The average number of syllables in an English word is 1.66 (and 5 letters).
The average number of syllables in a Chinese word is roughly 2 (and 24 strokes).
The average number of words in an English sentence is 15-20.
The average number of words in a Chinese sentence is 25 (ballpark figure; see here)
Chinese has more than 100,000 characters.
English has 26 letters.
Total number of English words; over 600,000 (Oxford English Dictionary)
Total number of Chinese words: a little over 370,000 (Hànyǔ dà cídiǎn 漢語大詞典 [Unabridged dictionary of Sinitic])
und so weiter
Selected readings
- "Is there a practical limit to how much can fit in Unicode?" (10//27/17) — with a lively debate in the comments; the post and its comment raise many interesting issues about what Unicode is for after all
- "How many more Chinese characters are needed?" (10/25/16)
- "The infinitude of Chinese characters" (10/9/20) — with an extremely lengthy bibliography
- "The economics of Chinese character usage" (9/2/11)
- "Chinese character inputting" (10/17/15)
- "Language is not script and script is not language" (1/23/22)
- Mair, Victor H., and Yongquan Liu, ed., Characters and Computers (Amsterdam, Oxford, Washington, Tokyo: IOS Press, 1991), including James T. Caldwell's "Unicode: A Standard International Character Code for Multilingual Information Processing", which was the first presentation of Unicode to the broader public after it was up and running.

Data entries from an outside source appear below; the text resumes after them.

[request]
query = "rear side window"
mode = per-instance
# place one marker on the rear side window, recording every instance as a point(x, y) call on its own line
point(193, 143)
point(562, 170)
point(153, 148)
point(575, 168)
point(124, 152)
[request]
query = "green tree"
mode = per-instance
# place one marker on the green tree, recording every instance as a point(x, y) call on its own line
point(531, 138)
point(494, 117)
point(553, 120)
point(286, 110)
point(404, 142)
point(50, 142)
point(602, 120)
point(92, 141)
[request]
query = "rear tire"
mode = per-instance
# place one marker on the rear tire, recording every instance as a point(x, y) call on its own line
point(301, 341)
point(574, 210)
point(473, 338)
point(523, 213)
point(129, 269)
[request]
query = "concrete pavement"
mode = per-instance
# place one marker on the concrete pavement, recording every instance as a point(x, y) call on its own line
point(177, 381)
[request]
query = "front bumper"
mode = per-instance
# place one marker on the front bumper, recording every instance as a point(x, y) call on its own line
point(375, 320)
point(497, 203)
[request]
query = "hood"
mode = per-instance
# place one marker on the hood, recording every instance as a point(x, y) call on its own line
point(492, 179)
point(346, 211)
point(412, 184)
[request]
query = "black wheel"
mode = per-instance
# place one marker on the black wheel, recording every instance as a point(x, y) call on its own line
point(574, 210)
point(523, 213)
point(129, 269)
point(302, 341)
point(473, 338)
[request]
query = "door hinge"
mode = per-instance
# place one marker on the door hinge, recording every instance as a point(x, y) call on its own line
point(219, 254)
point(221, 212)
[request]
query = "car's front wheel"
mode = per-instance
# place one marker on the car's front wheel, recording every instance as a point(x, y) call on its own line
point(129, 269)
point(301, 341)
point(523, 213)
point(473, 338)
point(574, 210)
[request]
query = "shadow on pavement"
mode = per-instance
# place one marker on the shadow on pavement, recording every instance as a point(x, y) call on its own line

What struck me most powerfully about Caldwell's chapter was a graph showing the huge proportion of code points in Unicode that were taken up by Chinese characters. All the other writing systems and symbols in the world that were covered by Unicode occupied only a small amount of the total. It made me feel as though Unicode had been devised primarily to accommodate the enormous number of Chinese characters in existence.
- "Cucurbits and junk characters" (3/30/24)
Tom Gewecke said,
June 16, 2025 @ 8:32 am
I think biang u+30ede should display if you install the Babelstone Han font on a Mac, at least in some apps.
J.M.G.N. said,
June 16, 2025 @ 9:32 am
– I cannot see how such an ever-increasing number of arabic honorific ligatures merits acceptance.
-"HAIRY CREATURE": seriously‽ What's next, "FLAT EARTH"?
– "Compound tone diacritics" for what language(s) ?
What symbols do you still miss most from Unicode?
Magnus said,
June 16, 2025 @ 11:52 am
Characters added in Unicode 17 also include the ones mentioned in this blog post: https://medium.com/@peterburkimsher/hakka-news-adding-11-unicode-characters-320c78807988
I don't know any Taiwanese or Hakka, so I can't really comment, but I found the account of the inclusion process interesting.